For me, my heroes took a drastic path change from Lisa Leslie (when I wanted nothing more than to be the next WNBA star) to the Spice Girls to, finally and most logically, my parents. They come in all shapes and sizes, and no one can tell you who to idolize or emulate. However, there are some people who universally deserve the title of hero — those who put their own lives in the line of fire to keep people they’ve never met, safe.

War is controversial; there’s nothing easy or likeable in the act of nations erupting in violence. But, there’s something to say about those who defend the nation they come from.

This past weekend, American Sniper owned the box office and brought thousands of people to the brink of emotional heartbreak. In a quick synopsis, this biographical drama captures the life of U.S. Navy SEAL Chris Kyle, who became widely known as the most lethal sniper in American history.

The role of Kyle, taken by Bradley Cooper, took years of mental and physical preparation as well as guidance and direction from Kyle’s widow, Taya.

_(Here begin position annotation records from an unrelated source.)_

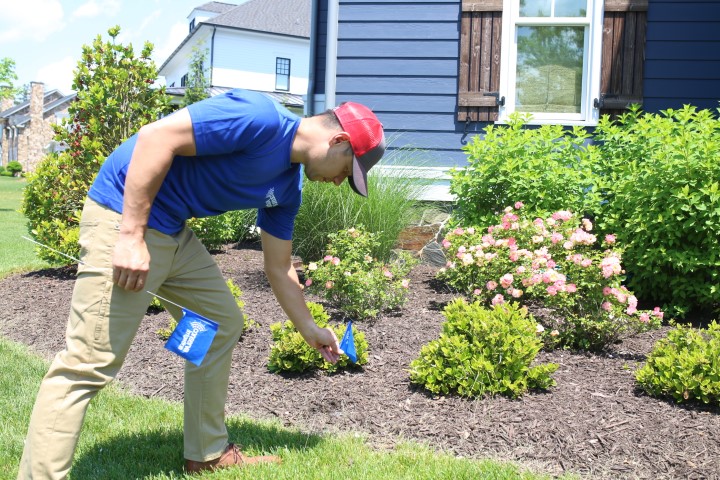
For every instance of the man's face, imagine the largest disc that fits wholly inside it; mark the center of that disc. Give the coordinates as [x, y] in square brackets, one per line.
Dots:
[335, 167]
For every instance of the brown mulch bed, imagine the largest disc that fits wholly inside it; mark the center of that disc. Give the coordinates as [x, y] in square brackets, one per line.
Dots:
[595, 422]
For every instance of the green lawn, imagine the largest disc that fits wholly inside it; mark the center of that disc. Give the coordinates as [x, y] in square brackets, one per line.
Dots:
[126, 436]
[16, 254]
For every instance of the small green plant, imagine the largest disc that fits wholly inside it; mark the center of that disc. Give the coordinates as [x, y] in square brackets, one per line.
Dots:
[229, 227]
[660, 176]
[547, 168]
[290, 352]
[555, 262]
[164, 333]
[684, 366]
[350, 279]
[483, 351]
[14, 168]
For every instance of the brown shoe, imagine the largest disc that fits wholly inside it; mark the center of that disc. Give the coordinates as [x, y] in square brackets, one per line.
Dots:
[231, 456]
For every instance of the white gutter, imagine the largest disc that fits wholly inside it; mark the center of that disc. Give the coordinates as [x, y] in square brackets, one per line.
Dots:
[331, 53]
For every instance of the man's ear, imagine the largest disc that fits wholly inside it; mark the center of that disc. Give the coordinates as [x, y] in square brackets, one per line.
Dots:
[339, 137]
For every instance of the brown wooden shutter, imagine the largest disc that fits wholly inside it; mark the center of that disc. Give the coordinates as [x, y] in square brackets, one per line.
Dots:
[479, 71]
[623, 54]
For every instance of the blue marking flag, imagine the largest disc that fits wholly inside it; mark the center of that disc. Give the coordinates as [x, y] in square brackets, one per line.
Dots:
[347, 344]
[192, 337]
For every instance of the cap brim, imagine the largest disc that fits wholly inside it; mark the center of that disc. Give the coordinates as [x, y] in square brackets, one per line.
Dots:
[358, 180]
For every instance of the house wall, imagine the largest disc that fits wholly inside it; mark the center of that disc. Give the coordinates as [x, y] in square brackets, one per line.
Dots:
[247, 59]
[682, 56]
[400, 58]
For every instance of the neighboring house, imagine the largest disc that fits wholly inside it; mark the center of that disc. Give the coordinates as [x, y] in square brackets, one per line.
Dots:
[261, 45]
[27, 129]
[439, 71]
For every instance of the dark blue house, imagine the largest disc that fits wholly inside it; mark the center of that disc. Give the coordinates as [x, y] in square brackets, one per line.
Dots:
[438, 71]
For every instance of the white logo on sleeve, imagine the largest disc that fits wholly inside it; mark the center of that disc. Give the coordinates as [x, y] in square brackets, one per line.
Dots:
[270, 200]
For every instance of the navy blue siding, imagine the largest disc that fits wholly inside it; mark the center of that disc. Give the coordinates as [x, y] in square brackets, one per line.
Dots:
[682, 55]
[401, 59]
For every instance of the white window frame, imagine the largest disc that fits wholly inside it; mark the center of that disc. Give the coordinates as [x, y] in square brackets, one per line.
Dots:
[592, 60]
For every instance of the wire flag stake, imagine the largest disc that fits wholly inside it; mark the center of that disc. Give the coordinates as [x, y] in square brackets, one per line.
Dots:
[193, 334]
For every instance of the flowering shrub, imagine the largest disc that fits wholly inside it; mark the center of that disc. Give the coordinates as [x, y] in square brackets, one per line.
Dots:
[290, 353]
[483, 351]
[555, 263]
[350, 279]
[684, 366]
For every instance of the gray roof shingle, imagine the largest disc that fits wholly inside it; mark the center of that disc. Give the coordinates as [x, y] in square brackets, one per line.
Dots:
[286, 17]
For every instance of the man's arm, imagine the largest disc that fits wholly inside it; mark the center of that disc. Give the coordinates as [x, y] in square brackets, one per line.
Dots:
[157, 145]
[286, 287]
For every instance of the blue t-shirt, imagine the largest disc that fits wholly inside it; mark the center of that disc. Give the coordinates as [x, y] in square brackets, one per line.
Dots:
[243, 143]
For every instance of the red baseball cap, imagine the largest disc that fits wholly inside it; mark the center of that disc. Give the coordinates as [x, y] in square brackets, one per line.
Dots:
[367, 140]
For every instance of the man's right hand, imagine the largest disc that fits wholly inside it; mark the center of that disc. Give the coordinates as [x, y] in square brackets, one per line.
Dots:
[131, 262]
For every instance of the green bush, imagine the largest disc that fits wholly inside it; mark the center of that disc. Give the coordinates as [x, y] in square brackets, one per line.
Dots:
[555, 262]
[14, 168]
[354, 282]
[387, 210]
[547, 168]
[685, 366]
[483, 352]
[660, 174]
[290, 353]
[115, 97]
[164, 333]
[229, 227]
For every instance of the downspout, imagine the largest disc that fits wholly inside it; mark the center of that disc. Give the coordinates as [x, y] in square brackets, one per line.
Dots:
[212, 54]
[331, 60]
[310, 97]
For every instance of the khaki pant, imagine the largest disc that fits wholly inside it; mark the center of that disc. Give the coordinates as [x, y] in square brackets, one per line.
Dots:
[102, 324]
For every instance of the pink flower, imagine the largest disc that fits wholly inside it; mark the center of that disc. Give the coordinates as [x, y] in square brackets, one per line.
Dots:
[563, 215]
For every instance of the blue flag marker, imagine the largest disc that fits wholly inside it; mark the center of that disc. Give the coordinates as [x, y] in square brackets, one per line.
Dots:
[348, 343]
[192, 337]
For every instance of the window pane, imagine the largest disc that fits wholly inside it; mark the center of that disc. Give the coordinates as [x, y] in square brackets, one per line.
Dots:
[570, 8]
[535, 8]
[549, 69]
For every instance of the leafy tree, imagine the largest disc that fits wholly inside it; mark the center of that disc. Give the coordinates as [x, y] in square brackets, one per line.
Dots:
[197, 83]
[115, 97]
[7, 77]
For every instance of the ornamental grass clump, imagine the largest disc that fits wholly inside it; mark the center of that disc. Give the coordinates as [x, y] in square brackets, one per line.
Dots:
[290, 353]
[483, 351]
[350, 279]
[556, 263]
[684, 366]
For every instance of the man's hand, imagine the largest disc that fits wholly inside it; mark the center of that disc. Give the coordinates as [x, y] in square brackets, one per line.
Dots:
[131, 262]
[325, 341]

American Sniper had critics raving and has received numerous Oscar nominations, including Best Picture. However, not all the buzz was good. Outspoken and controversial director Michael Moore boldly tweeted that “snipers were cowards.” Although he didn’t directly mention American Sniper by name in the tweet, it’s hard not to see the connection and timing during opening weekend for the movie.

Moore took to Facebook to clarify his heated tweet and claimed that, “Most Americans don’t think snipers are heroes. Hopefully, not on this weekend when we remember [Martin Luther King, Jr.] in Memphis, Tennessee, who was killed by a sniper's bullet.”

I get it, and I agree that these types of snipers outside the military are anything but heroes. But Moore’s tweet categorized all snipers as cowards. As the daughter of a Marine, it’s very hard for me to even remotely agree or respect Moore’s decision to group all snipers together. There are thousands of men and women who put their lives on the line every day to protect me. Those people are a completely different breed than those who hide and prey on innocent pedestrians to satisfy some twisted need. The people who attack the innocent or unknown are the cowards, not the ones who risk their lives to protect a nation.

A sniper is a complicated and controversial role in the military, but to call them “cowards”? That seems not only low, but disrespectful, even for Moore. We’re at a point in our society’s discourse where it’s OK that we don’t necessarily support the war or the intentions of our leaders, but I was brought up to always respect those who serve, because they are the real-life super heroes that jumped from the pages of my childhood comic books.